Simply studying treatments is not enough; you must understand how their success is measured. Evaluating treatment effectiveness involves rigorous research methodologies. The gold standard is the randomized clinical trial (RCT), where participants are randomly assigned to either a treatment group or a control group (which may receive a placebo, an alternative treatment, or no treatment). This controls for confounding variables like spontaneous remission (the tendency for symptoms to improve on their own over time) and the placebo effect (improvement due to the client's belief in the treatment).
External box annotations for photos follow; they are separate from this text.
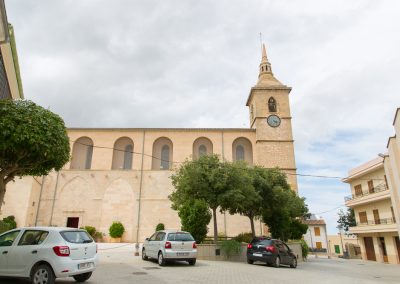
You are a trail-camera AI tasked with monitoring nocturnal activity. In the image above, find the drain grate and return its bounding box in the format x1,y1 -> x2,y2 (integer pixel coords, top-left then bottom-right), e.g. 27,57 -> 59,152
143,266 -> 160,270
132,271 -> 147,275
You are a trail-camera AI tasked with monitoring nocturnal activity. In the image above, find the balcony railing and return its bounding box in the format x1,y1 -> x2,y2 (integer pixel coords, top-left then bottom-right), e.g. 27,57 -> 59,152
344,183 -> 388,201
357,218 -> 396,226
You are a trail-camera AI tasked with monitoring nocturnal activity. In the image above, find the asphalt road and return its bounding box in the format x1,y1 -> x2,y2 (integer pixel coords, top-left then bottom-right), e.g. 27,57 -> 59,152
0,243 -> 400,284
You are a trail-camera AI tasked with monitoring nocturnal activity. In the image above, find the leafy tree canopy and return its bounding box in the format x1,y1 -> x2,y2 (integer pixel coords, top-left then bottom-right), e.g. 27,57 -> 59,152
0,100 -> 70,208
337,207 -> 356,235
178,199 -> 212,243
169,155 -> 232,243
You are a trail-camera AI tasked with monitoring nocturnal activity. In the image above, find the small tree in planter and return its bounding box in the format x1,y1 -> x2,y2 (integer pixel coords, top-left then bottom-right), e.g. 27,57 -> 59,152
156,223 -> 165,232
108,222 -> 125,242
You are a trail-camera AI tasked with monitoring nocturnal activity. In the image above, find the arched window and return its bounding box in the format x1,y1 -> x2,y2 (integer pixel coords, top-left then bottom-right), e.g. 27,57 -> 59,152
70,137 -> 93,170
268,97 -> 276,112
111,137 -> 133,170
236,145 -> 244,161
199,145 -> 207,157
151,137 -> 173,170
193,137 -> 213,160
232,137 -> 253,165
160,145 -> 169,170
124,144 -> 133,170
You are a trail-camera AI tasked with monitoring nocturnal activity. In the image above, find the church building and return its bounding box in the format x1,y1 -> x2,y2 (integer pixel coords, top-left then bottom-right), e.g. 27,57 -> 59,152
1,46 -> 297,242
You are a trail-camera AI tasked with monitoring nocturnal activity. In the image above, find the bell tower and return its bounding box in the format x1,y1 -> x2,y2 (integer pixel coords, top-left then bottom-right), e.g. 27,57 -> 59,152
246,44 -> 297,192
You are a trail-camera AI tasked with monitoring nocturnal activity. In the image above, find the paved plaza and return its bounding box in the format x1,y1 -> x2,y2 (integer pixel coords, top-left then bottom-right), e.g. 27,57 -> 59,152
0,244 -> 400,284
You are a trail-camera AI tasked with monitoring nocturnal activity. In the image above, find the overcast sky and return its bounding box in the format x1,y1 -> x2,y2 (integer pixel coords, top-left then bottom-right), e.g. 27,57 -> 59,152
6,0 -> 400,234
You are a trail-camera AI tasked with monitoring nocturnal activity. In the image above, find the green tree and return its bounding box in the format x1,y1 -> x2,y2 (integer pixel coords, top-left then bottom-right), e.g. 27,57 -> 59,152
0,100 -> 70,208
337,207 -> 356,235
169,155 -> 232,243
221,162 -> 263,237
288,219 -> 308,240
178,199 -> 212,243
156,223 -> 165,232
259,169 -> 308,240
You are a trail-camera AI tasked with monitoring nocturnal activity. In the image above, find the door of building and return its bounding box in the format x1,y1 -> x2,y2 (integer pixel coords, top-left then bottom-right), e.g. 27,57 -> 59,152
379,237 -> 388,262
67,217 -> 79,228
364,237 -> 376,261
372,209 -> 381,225
394,237 -> 400,263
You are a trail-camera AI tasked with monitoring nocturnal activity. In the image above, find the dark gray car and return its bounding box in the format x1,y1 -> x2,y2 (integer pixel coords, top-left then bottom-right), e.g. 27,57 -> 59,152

Effectiveness is assessed through measurable outcomes: reduction in specific symptoms, improved social and occupational functioning, and client self-reports of well-being. Meta-analyses, which statistically combine the results of many studies, provide strong evidence for the efficacy of treatments like CBT for anxiety and depression. However, evaluating therapy is complex—the therapeutic alliance (the bond between therapist and client) is a significant predictor of success across all therapy types.

Common Pitfalls

  1. Confusing Etiology with Treatment: A common mistake is assuming the cause of a disorder dictates its treatment. For example, while depression has strong biological components (e.g., neurotransmitter imbalances), evidence-based treatment often involves CBT, a psychological approach. Most disorders are best explained by the biopsychosocial model, meaning effective treatment typically addresses multiple levels.
  2. Over-Applying Labels: It's easy to start seeing disorders everywhere after learning the criteria. Remember, the DSM requires that symptoms cause clinically significant distress or impairment. A student feeling sad for a few days after a poor exam grade is not necessarily experiencing major depressive disorder. Diagnosis requires professional judgment about the severity, duration, and impact of symptoms.
  3. Oversimplifying Schizophrenia: Do not equate schizophrenia solely with "split personality" (which describes dissociative identity disorder). The "split" in schizophrenia refers to a split from reality (psychosis), not a split within the personality. Furthermore, focusing only on dramatic positive symptoms (like hallucinations) while ignoring the often more debilitating negative symptoms (like avolition) leads to an incomplete understanding.
  4. Misunderstanding Therapy Stereotypes: Avoid characterizing all psychodynamic therapy as lying on a couch talking about childhood for years, or all humanistic therapy as merely being nice. Each major approach has a sophisticated theoretical foundation and specific, goal-oriented techniques used by trained professionals.

Summary

  • Psychological disorders are defined by significant disturbances in cognition, emotion, or behavior that cause distress or impairment, with the DSM classification system providing standardized diagnostic criteria.
  • Major disorder categories include anxiety disorders (excessive fear/worry), mood disorders like depression and bipolar disorder (extreme emotional states), the schizophrenia spectrum (disruptions in thought and perception), and enduring personality disorders.
  • Biomedical treatments (e.g., medication, ECT) target physiological processes, while psychotherapy approaches like CBT (changing thoughts/behaviors), psychodynamic (exploring unconscious conflicts), and humanistic (fostering self-growth) address psychological patterns.
  • Evaluating treatment effectiveness relies on rigorous scientific methods like randomized clinical trials to determine what works, emphasizing that the most effective treatment plans often integrate multiple approaches tailored to the individual.